Misinformation and fake news have become a pressing societal challenge, driving the need for reliable automated detection methods. Prior research has highlighted sentiment as an important signal in fake news detection, either by analyzing which sentiments are associated with fake news or by using sentiment and emotion features for classification. However, this poses a vulnerability since adversaries can manipulate sentiment to evade detectors especially with the advent of large language models (LLMs). A few studies have explored adversarial samples generated by LLMs, but they mainly focus on stylistic features such as writing style of news publishers. Thus, the crucial vulnerability of sentiment manipulation remains largely unexplored. In this paper, we investigate the robustness of state-of-the-art fake news detectors under sentiment manipulation. We introduce AdSent, a sentiment-robust detection framework designed to ensure consistent veracity predictions across both original and sentiment-altered news articles. Specifically, we (1) propose controlled sentiment-based adversarial attacks using LLMs, (2) analyze the impact of sentiment shifts on detection performance. We show that changing the sentiment heavily impacts the performance of fake news detection models, indicating biases towards neutral articles being real, while non-neutral articles are often classified as fake content. (3) We introduce a novel sentiment-agnostic training strategy that enhances robustness against such perturbations. Extensive experiments on three benchmark datasets demonstrate that AdSent significantly outperforms competitive baselines in both accuracy and robustness, while also generalizing effectively to unseen datasets and adversarial scenarios.

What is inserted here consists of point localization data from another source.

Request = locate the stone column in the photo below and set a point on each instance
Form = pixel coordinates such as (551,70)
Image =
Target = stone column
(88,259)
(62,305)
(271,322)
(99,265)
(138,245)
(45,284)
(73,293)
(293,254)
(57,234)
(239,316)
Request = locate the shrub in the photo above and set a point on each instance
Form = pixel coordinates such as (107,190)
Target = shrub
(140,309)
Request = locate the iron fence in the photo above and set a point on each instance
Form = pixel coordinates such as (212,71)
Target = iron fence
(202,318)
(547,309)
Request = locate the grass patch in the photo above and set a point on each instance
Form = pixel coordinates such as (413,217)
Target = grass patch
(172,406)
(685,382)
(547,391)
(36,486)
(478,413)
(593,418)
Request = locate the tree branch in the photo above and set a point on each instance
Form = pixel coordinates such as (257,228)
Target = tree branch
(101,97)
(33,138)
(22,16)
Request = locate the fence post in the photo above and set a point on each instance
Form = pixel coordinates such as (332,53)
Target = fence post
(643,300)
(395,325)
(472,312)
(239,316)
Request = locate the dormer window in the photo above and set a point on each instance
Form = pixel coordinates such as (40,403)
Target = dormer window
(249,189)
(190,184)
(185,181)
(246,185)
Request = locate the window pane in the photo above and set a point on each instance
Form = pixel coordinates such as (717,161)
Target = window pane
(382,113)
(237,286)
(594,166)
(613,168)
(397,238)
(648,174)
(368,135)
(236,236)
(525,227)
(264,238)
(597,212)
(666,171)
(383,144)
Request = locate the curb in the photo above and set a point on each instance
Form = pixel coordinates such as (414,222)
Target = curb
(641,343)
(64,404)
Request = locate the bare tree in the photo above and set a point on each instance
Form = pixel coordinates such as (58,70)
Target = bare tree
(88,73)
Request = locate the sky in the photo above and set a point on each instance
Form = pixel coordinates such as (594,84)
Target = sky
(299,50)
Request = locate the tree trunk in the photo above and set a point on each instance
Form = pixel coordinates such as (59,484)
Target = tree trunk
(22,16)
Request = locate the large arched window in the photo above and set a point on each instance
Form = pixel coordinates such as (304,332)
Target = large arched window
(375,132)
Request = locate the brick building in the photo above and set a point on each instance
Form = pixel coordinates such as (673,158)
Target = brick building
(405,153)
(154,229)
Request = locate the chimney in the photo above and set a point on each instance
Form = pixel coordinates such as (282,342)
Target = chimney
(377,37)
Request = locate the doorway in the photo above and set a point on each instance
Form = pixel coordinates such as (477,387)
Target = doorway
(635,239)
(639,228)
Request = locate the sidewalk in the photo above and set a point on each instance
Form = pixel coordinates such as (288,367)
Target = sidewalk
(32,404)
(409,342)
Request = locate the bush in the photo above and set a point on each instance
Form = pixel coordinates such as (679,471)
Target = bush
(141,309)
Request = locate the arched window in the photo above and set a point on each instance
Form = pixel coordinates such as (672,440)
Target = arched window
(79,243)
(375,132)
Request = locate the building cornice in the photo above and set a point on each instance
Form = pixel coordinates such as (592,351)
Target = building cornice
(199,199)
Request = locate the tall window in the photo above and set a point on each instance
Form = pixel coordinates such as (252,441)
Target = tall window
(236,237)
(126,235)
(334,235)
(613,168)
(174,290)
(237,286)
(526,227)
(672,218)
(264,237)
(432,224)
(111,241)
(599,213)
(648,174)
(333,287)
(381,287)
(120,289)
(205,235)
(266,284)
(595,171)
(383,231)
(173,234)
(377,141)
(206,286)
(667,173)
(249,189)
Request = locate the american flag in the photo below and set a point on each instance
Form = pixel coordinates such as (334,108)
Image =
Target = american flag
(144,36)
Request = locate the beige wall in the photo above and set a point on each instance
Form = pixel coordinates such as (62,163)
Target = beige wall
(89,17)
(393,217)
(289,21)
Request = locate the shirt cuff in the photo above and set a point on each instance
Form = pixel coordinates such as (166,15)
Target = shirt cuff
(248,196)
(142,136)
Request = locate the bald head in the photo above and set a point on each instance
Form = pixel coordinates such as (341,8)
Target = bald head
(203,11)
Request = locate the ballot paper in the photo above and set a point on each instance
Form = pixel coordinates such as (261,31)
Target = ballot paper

翻译：虚假信息与假新闻已成为紧迫的社会挑战，推动了对可靠自动化检测方法的需求。先前研究强调情感是假新闻检测中的重要信号，既可通过分析假新闻关联的情感类型，也可利用情感与情绪特征进行分类。然而，这带来了安全漏洞，因为攻击者可能操纵情感以规避检测器，尤其是在大语言模型（LLMs）兴起的背景下。已有少数研究探索了由LLMs生成的对抗样本，但主要关注新闻发布者的写作风格等文体特征。因此，情感操纵这一关键漏洞在很大程度上尚未得到充分探索。本文研究了最先进的假新闻检测器在情感操纵下的鲁棒性。我们提出了AdSent——一种面向情感鲁棒性的检测框架，旨在确保对原始新闻文本与情感篡改后的新闻文本保持一致的真相预测。具体而言，我们（1）提出基于LLMs的受控情感对抗攻击方法，（2）分析情感偏移对检测性能的影响。实验表明，改变情感会严重影响假新闻检测模型的性能，这揭示了模型倾向于将中性文章判定为真实新闻，而非中性文章则常被归类为虚假内容。（3）我们提出了一种新颖的情感无关训练策略，以增强模型对此类扰动的鲁棒性。在三个基准数据集上的大量实验证明，AdSent在准确性与鲁棒性方面均显著优于现有基线方法，同时能有效泛化至未见数据集及对抗场景。